AWS Big Data Blog

How Paytm modernized their data pipeline using Amazon EMR

This post was co-written by Rajat Bhardwaj, Senior Technical Account Manager at AWS and Kunal Upadhyay, General Manager at Paytm.

Paytm is India’s leading payment platform, pioneering the digital payment era in India with 130 million active users. Paytm operates multiple lines of business, including banking, digital payments, bill recharges, e-wallet, stocks, insurance, lending and mobile gaming. At Paytm, the Central Data Platform team is responsible for turning disparate data from multiple business units into insights and actions for their executive management and merchants, who are small, medium or large business entities accepting payments from the Paytm platforms.

The Data Platform team modernized their legacy data pipeline with AWS services. The data pipeline collects data from different sources and runs analytical jobs, generating approximately 250K reports per day, which are consumed by Paytm executives and merchants. The legacy data pipeline was set up on premises using a proprietary solution and didn’t utilize the open-source Hadoop stack components such as Spark or Hive. This legacy setup was resource-intensive, having high CPU and I/O requirements. Analytical jobs took approximately 8–10 hours to complete, which often led to Service Level Agreements (SLA) breaches. The legacy solution was also prone to outages due to higher than expected hardware resource consumption. Its hardware and software limitations impacted the ability of the system to scale during peak load. Data models used in the legacy setup processed the entire data every time, which led to an increased processing time.
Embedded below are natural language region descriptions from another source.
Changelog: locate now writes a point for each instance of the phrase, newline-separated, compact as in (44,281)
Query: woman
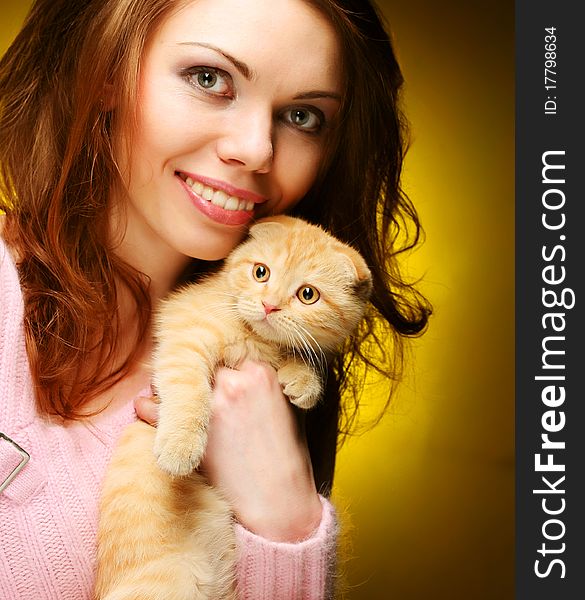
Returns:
(106,109)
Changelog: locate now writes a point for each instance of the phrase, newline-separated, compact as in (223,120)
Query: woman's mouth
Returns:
(215,196)
(218,204)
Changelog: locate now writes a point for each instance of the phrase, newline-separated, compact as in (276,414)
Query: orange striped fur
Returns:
(164,533)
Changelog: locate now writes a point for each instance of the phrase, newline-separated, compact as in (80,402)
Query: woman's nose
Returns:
(248,142)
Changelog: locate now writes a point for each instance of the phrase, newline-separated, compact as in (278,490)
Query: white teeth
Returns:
(218,197)
(232,203)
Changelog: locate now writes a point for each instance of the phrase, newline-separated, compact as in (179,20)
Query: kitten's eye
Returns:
(261,272)
(308,294)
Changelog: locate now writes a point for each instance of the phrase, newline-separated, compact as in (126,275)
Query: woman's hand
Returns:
(256,454)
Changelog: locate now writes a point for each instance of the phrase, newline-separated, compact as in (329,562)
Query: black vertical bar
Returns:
(550,268)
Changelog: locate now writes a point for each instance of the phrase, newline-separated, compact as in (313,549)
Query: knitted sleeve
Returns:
(300,571)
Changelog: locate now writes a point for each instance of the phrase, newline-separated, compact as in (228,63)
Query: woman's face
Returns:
(235,102)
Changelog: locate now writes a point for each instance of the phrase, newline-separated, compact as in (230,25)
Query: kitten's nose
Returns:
(268,308)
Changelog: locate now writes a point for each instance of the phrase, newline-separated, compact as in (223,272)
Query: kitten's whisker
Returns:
(323,357)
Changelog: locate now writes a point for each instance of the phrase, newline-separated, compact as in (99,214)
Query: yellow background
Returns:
(431,489)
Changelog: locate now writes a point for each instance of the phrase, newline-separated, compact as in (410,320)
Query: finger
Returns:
(147,409)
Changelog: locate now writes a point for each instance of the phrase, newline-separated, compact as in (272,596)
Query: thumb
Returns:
(146,408)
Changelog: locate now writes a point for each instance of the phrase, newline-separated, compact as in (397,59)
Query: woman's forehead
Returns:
(263,35)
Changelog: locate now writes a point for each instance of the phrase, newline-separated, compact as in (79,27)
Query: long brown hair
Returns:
(57,168)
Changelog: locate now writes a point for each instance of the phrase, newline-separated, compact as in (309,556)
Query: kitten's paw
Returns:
(179,452)
(300,384)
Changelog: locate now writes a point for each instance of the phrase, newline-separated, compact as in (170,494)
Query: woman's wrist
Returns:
(285,519)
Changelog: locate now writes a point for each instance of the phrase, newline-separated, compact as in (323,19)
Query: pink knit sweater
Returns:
(48,512)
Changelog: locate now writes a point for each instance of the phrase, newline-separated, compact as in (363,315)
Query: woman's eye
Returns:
(305,119)
(210,80)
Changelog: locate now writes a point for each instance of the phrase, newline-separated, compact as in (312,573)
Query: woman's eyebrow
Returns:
(243,68)
(250,74)
(318,94)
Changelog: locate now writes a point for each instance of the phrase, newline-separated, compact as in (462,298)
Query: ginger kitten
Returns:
(288,295)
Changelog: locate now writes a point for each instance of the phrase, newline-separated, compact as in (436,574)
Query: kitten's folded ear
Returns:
(363,275)
(269,226)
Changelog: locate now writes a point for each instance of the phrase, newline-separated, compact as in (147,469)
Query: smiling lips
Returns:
(205,189)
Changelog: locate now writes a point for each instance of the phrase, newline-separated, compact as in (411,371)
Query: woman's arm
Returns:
(257,456)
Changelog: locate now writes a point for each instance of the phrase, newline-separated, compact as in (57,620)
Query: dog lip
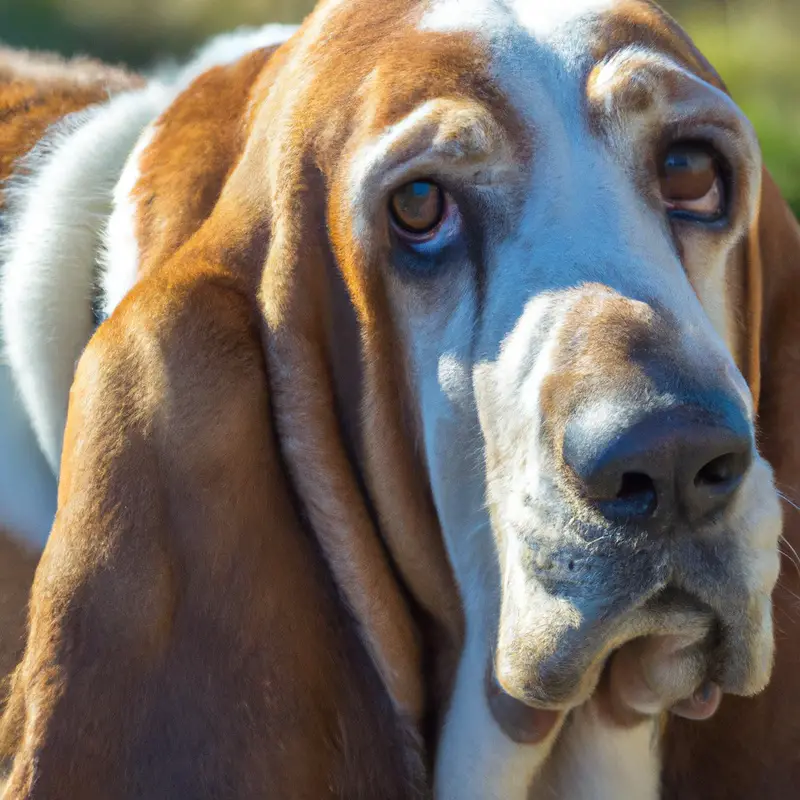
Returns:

In this post, we demonstrate how the Paytm Central Data Platform team migrated their data pipeline to AWS and modernized it using Amazon EMR, Amazon Simple Storage Service (Amazon S3) and underlying AWS Cloud infrastructure along with Apache Spark. We optimized the hardware usage and reduced the data analytical processing, resulting in shorter turnaround time to generate insightful reports, all while maintaining operational stability and scale irrespective of the size of daily ingested data.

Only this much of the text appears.